A new service assessing the risk of the presence of Japanese Knotweed near a property uses a model of the species occurrence and data from the Centre for Ecology & Hydrology and the Botanical Society of Britain and Ireland.
Property search company STL Group is offering the new free alert service when conducting residential searches for conveyancing purposes. Japanese Knotweed is a highly aggressive and destructive plant - the Japanese Knotweed Hazard Alert can immediately inform of the risk of its presence, automatically identifying if the risk is low, medium or high.
Dr Oliver Pescott, a plant ecologist at the Centre for Ecology & Hydrology (CEH), said, “CEH has a long history of working with natural history societies through its Biological Records Centre, and has much expertise in using such data to predict species’ distributions. Recent changes in the law around Japanese Knotweed (Fallopia japonica) have created an interesting opportunity for us to work with new partners in the conveyancing sector and bring a new angle to our ongoing work with the Botanical Society of Britain and Ireland.”
“The species occurrence data collected by the BSBI are generally acknowledged to be amongst the most comprehensive in the world – this has allowed us to create very fine-scale predictive maps of Japanese Knotweed occurrence, and, with input from the conveyancing company STL, produce estimates of Japanese Knotweed risk for the whole of Britain.”
Japanese Knotweed has been described as the UK’s most aggressive and destructive invasive plant. It is a legal requirement to prevent it spreading into the wild and causing a nuisance.
"The species occurrence data collected by the BSBI are generally acknowledged to be amongst the most comprehensive in the world – this has allowed us to create very fine-scale predictive maps of Japanese Knotweed occurrence." Dr Oliver Pescott, CEH
Dr Kevin Walker, Head of Science at BSBI, said, "BSBI volunteers have been recording the spread of Japanese knotweed since it was first recorded in the wild in 1886: this has formed the basis for a substantial body of research into its ecology, spread and invasiveness. Although still relatively uncommon in the wild, it can become very abundant in the right sort of habitat - disturbed places close to habitation where it spreads through the dispersal of root fragments (usually in dumped soil). In these locations, it can exclude all other plants species and cause physical damage to man-made structures such as pavements, walls, foundations, and roads."
Alan Thorogood, CEO of STL Group, said, “Japanese Knotweed is a serious and necessary consideration for conveyancers and we are pleased to offer this new hazard alert service thanks to the input from our scientific partners.”
Innovation and expertise
Nicholas Corker, Innovation Manager at the Centre for Ecology & Hydrology, said, “This kind of activity is an important element of our innovation portfolio. Given the problem of Japanese Knotweed, the STL Group’s new service exemplifies how CEH’s scientific expertise can be utilised by businesses to the wider benefit of society.”

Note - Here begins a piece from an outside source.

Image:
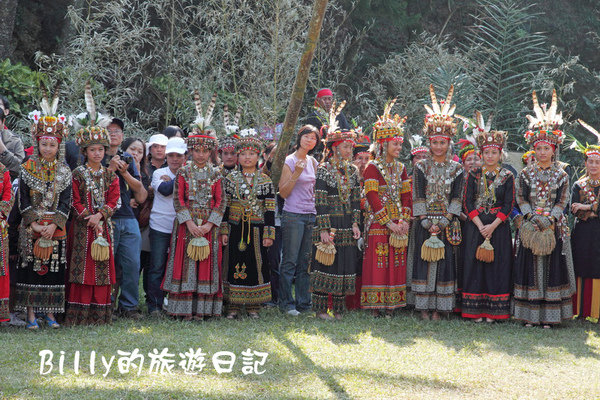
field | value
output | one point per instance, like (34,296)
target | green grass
(359,357)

Dr Pescott concluded, “Income from this project will help CEH and BSBI to support the collection of data on our country’s wild plants into the future, with all of the additional benefits that this brings to plant conservation and the study of plant ecology.”

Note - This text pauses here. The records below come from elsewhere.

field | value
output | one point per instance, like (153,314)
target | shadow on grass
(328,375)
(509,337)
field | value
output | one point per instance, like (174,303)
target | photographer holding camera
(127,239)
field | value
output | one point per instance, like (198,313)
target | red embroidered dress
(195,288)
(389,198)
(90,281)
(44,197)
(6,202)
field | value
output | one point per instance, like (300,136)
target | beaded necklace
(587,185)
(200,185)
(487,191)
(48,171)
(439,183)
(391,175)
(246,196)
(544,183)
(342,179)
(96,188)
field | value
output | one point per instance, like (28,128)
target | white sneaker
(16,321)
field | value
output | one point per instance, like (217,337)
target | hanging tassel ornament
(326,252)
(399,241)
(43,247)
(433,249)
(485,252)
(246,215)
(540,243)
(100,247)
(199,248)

The new hazard alert uses an exclusive risk model and data from the Centre for Ecology & Hydrology (CEH) and the Botanical Society for Britain and Ireland (BSBI), in association with STL, to assess the probability of the presence of Japanese Knotweed on a property. This is based on documented occurrences of the plant and environmental factors determining its distribution. The results are indicative and no site visit has taken place.